Sono queste pratiche, definirle truffe forse è un po' eccessivo, ma in inglese il termine utilizzato è proprio fraud, che mette in luce un nuovo studio condotto dall'azienda di cyber security Cheq in collaborazione con l'Università di Baltimora, e pubblicato qualche giorno fa. Nel 2019 i brand hanno investito oltre $8.5 miliardi di dollari nell'influencer marketing, un dato destinato a salire a $10 miliardi l'anno prossimo. Quello che la ricerca rivela è che entro l'anno prossimo oltre $1.5 miliardi di dollari di quegli investimenti potrebbero andare persi, e non perché Instagram non sia più la piattaforma giusta dove vendere, ma semplicemente perché i "trucchetti" messi in atto dai mega influencer hanno smesso di funzionare, e sono stati scoperti. Il numero di follower, likes e commenti sono ormai dei dati inaffidabili per determinare l'efficacia e l'effettiva portata comunicativa di un influencer, perché sono i dati più facilmente manovrabili. 

Andrea Zendali

Andrea Zendali

Esistono app dedicate così come bot che permettono di acquistare sia follower che likes. Considerando che un influencer può guadagnare anche $12 mila dollari per un post, e che l'acquisto di 1000 follower costa $16 dollari, è evidente che il sistema alla base è di per sé già corrotto. Per determinare l'autenticità di un profilo la componente da tenere in considerazione è quindi un'altra, cioè l'engagement, quanti likes e commenti totalizza un post. Nel caso dell'influencer con 2.6 milioni di follower che non è riuscita a vendere 36 T-shirt è evidente che il suo pubblico non era totalmente autentico, e questo è ben visibile proprio nell'engagement di ogni post. Tecnicamente anche il tasso di engagement non è un fattore su cui poter far affidamento al 100%, dato che è pratica comune tra gli influencer partecipare ai cosiddetti "pod", vere e proprie community i cui gli utenti si scambiano likes e commenti sotto i rispettivi post. 
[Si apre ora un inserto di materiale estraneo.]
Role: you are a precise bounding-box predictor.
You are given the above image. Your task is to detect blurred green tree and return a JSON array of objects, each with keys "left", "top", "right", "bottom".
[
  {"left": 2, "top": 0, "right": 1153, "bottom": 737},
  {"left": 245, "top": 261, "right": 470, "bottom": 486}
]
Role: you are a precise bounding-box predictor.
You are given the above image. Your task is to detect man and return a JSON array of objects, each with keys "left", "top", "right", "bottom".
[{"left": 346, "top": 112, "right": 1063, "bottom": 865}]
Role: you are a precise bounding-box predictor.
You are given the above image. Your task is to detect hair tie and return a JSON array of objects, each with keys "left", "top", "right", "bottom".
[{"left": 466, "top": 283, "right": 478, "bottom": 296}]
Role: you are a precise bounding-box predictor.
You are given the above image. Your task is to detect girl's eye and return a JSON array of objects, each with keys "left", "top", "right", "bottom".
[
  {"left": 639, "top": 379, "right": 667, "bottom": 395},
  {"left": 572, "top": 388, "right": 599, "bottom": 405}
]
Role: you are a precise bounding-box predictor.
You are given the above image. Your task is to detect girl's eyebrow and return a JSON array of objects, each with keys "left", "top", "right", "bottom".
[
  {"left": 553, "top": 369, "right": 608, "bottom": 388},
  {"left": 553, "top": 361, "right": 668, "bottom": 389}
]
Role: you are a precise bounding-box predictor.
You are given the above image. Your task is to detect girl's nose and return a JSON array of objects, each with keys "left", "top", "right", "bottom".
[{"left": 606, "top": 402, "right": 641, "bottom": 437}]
Un altro metodo spesso utilizzato dagli influencer per "truffare" i brand è quello dei finti post sponsorizzati, vale a dire postare una foto indossando un determinato brand facendo credere di essere stati pagati per pubblicizzare quel brand. Se ad un primo impatto questa operazione potrebbe sembrare fine a sé stessa, in realtà è una mossa quasi astuta: se un brand vede un post sponsorizzato significa che un altro marchio si è fidato di quell'influencer, che è quindi una figura seria e professionale, e con cui sostanzialmente vale la pena di lavorare. Come spiega Guy Tytunovich, fondatore e CEO di Cheq, la frode è ormai una componente intrinseca del digital marketing. Dallo studio emerge infatti che il 25% dei follower di circa 10 mila influencer è fake, mentre due terzi di 800 brand e agenzie di pubblicità hanno collaborato con influencer con follower comprati. 

Su Shan Leong

Su Shan Leong

La conseguenza più immediata ed inevitabile di tutta questa situazione è che gli utenti di Instagram semplicemente non si fidano più del messaggio e dei contenuti che arrivano dagli influencer, per la precisione lo fa solo il 4% di quelli che usano Instagram. L'altra conseguenza riguarda invece i brand che con queste figure collaborano, che stanno progressivamente spostando il loro interesse verso i cosiddetti micro o nano influencer, sicuri di trovare profili più autentici e con un tasso di engagement più alto. Un gigante del fast fashion come Zara, ad esempio, impiega già ora circa 2412 influencer, 522 dei quali sono microinfluencer.

Sembra solo questione di tempo prima che la bolla degli influencer scoppi definitivamente, svelando ombre e difetti di un sistema ormai al collasso.